What Is Data Classification
And What Can It Do For My Business?
Data classification is an approach to identifying, protecting and managing information which has rapidly become best practice. Implemented as part of a layered security strategy, it enables an enterprise to defend itself against a variety of threats - from aggressive outsiders to untrained or well-meaning insiders - while unlocking the full potential of its data to drive innovation and productivity.
At its simplest level, data classification is the process of organizing data into categories for its most effective and efficient use. From a security perspective, classification involves the categorization and labeling of data according to its level of sensitivity or value to an organization – for instance as commercial in confidence, internal only, or public.
The approach switches the focus of data security from building "walls" around networks, databases, applications or devices – increasingly ineffective, as many studies show the majority of breaches are caused by human error (your users are on the inside of any “wall”) – to the data itself.
The first step is to establish a policy as to what labels or classifications should be added to which files or emails. The company can then decide how to communicate this to employees and make a decision on how to implement the policy. Some organizations decide to adopt a manual-only labeling policy; however, there are more advanced data classification techniques that utilize software toolsets which attach labels to email messages, documents, and files. In addition to a visual marking that lets people know how the data should be handled, the label is embedded into the file properties as metadata, allowing the data to be accessed or used only in accordance with the rules that correspond with the data’s classification. This means that the protection travels with the data, wherever it is sent or stored.
Each of the three techniques – paper-based classification, automated classification and user-driven (or user-applied) classification – has its own benefits and pitfalls.
Paper-Based Classification Policy
A corporate data classification policy will set out how employees are required to treat the different types of data they handle, aligned with the organization’s overall data security policy and strategy. A well-written policy will enable users to make fast and intuitive decisions about the value of a piece of information, and what the appropriate handling rules are for example who can access the data and should a rights management template be invoked. The challenge, without any supporting technology, is ensuring that everyone is aware of the policy and implements it correctly.
Automated Classification Policy
This technique bypasses the users’ involvement, enforcing a classification policy to be consistently applied across all touchpoints, without the need for major communication and education programmed.
Classifications are applied by solutions that use software algorithms based on keywords or phrases in the content to analyze and classify it. This approach comes into its own where certain types of data are created with no user involvement – for example, reports generated by ERP systems or where the data includes specific personal information which is easily identified such as credit card details.
However, automated solutions do not understand context and are therefore susceptible to inaccuracies, giving false positive results that can frustrate users and impede business processes, as well as false negative errors that expose organizations to sensitive data loss.

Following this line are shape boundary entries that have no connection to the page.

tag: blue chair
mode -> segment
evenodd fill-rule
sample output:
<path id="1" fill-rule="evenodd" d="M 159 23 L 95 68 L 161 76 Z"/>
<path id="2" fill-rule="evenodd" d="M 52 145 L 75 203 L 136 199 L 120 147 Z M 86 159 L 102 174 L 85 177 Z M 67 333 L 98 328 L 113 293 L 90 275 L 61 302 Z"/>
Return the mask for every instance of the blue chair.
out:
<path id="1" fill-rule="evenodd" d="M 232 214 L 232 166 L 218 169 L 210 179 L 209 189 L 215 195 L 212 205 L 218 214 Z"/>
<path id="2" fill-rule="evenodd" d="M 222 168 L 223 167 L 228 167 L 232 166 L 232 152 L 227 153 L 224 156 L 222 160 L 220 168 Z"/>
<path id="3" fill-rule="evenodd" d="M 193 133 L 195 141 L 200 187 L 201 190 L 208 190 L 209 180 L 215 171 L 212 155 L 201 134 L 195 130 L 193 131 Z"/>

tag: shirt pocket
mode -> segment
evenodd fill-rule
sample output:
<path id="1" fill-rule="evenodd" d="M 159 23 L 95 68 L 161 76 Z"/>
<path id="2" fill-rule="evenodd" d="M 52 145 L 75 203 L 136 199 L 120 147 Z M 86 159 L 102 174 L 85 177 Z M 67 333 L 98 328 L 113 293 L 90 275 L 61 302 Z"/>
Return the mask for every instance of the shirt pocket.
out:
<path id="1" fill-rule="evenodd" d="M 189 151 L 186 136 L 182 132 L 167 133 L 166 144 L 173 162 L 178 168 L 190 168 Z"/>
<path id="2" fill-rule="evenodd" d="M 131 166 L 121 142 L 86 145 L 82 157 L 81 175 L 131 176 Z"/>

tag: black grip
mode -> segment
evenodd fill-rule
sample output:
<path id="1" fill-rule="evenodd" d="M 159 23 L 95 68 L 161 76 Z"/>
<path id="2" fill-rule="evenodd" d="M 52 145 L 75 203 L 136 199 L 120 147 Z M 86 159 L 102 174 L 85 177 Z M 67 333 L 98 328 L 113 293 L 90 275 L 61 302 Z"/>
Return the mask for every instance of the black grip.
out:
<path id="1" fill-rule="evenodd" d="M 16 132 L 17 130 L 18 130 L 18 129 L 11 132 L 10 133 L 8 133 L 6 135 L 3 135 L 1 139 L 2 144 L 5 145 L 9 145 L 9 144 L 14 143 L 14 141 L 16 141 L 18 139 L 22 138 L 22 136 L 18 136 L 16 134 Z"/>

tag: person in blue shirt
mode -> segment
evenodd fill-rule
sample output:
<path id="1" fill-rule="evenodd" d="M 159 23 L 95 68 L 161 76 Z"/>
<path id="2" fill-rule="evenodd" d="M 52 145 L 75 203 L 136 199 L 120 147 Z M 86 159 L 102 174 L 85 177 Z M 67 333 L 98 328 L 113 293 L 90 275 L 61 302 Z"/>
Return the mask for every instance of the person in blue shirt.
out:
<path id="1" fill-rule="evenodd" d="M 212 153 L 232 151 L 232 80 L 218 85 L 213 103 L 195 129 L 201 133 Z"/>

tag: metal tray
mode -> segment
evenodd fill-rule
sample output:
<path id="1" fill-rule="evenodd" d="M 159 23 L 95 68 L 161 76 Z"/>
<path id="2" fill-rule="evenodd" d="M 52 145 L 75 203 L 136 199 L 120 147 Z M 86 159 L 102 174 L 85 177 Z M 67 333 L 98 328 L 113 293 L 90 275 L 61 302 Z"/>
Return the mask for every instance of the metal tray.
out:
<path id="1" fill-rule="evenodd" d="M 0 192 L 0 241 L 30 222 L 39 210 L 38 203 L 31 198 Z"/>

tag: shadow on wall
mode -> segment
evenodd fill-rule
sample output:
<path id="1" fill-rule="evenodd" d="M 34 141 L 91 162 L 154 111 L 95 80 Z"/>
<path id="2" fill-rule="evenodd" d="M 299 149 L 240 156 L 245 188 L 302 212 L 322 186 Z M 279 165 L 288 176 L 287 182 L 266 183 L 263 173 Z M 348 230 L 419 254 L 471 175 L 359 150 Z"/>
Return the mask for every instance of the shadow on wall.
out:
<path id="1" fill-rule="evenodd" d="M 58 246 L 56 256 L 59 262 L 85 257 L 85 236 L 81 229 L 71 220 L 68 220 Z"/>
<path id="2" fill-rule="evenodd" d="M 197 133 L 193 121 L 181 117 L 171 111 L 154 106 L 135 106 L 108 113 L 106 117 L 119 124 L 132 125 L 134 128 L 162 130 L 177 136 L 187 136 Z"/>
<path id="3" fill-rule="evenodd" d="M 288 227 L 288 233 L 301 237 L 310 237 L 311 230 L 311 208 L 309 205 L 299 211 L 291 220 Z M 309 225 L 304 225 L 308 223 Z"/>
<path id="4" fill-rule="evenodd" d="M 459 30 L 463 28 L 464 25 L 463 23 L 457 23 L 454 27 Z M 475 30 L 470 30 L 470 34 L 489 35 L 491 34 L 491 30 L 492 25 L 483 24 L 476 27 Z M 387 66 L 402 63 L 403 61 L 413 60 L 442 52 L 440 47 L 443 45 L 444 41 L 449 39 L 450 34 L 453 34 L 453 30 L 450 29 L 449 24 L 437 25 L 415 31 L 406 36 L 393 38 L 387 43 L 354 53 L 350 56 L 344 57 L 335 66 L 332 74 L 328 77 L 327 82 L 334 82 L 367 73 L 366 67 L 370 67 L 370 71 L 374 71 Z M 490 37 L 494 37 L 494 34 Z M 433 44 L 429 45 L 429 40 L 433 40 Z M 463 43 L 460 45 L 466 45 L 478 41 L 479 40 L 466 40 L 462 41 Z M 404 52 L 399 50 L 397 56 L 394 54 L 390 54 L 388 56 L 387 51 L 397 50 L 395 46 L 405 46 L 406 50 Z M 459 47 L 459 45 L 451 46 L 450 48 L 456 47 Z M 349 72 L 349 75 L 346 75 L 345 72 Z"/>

User-Driven Classification Policy
The data classification process can be completely automated, but it is most effective when the user is placed in the driving seat.
The user-driven classification technique makes employees themselves responsible for deciding which label is appropriate, and attaching it using a software tool at the point of creating, editing, sending, or saving. The advantage of involving the user in the process is that their insight into the context, business value, and sensitivity of a piece of data enables them to make informed and accurate decisions about which label to apply. User-driven classification is an additional security layer often used to complement automated classification.
Involving users in classification also leads to other organizational benefits including increased security awareness, an improved culture, and the ability to monitor user behavior which aids reporting and provides the ability to demonstrate compliance. Furthermore, managers can use this behavioral data to identify a possible insider threat and address any concerns by providing additional guidance to users as appropriate; for example, through additional training or by tightening up policy.
Involving The User In Security Has Peripheral Benefits
Taking a user-driven classification solution approach allows controls, rules and policies to be consistently enforced throughout the organization. It also delivers additional benefits:
Use Metadata To Protect Critical Data Through Its Journey
As well as shielding the business from hacker activity, the classification of data guards against accidental data loss from within the organization. The metadata tag directs the actions of other downstream enterprise security and data management solutions – triggering rules so that, for example, an email gateway will automatically encrypt any file marked Confidential, while a data loss prevention (DLP) solution will block employees from uploading the file to a cloud file share service.
The approach also enhances the effectiveness of security incident and event monitoring (SIEM) tools, allowing unusual and potentially risky user behavior to be detected early on.
If a user is consistently downgrading files from Confidential to Public, for example, or is copying sensitive documents to a storage device, this will be flagged up. The issue can then be addressed through training, disciplinary procedures or strengthening of policy.
Meet Regulatory Requirements And Demonstrate Compliance
Regulatory violations can lead to crippling fines, huge post event clean-up costs in the case of a breach and even criminal charges. Classifying data makes it easier for a business to meet the data governance requirements of the Data Protection Act, the European General Data Protection Regulation (GDPR), the Sarbanes-Oxley Act, HIPAA, and ITAR, for instance.
The embedding of the classification label as metadata within files allows an enterprise to audit exactly who is accessing sensitive information, and keep a detailed trail of any policy violations or unusual behavior. In addition to enabling potential breaches to be rapidly identified and addressed, this can be used to prove to the board, industry bodies and regulators that information is being appropriately controlled and documented.
User-driven Classification
The implementation of a user-driven classification process helps to build a culture of security awareness across the organization. It puts the onus of protecting data on everyone who handles it, ensuring that all employees understand the value of the information they work with on a daily basis, and know how to treat it. Data classification tools that incorporate the labeling of messages, documents, and files into employees’ routine work processes, meanwhile, will help to drive the right behaviors.
Facilitate Safer Collaboration
Data classification provides organizations with a means of building security into the corporate culture in a way that fosters, rather than inhibits, the power employees have to work in more productive and agile ways. Because the protection travels with the individual pieces of data on their "journey," systems and databases can be safely integrated, and ideas and information shared freely between people, without exposing data to unauthorized access or use.
Manage And Use Data More Effectively
Before you can make full use of your data, you need to know what you’ve got and where it is. The huge volume of unstructured data that organizations hold – such as email messages, Word documents, PowerPoint decks, Excel files, images and videos – make this increasingly difficult to get a grip on. Classifying data makes it possible to establish exactly what is there, where it is stored, and how valuable it is. It also helps the business to identify what can be archived or deleted, and so avoid the high protection, storage and retention costs associated with hoarding vast amounts of data.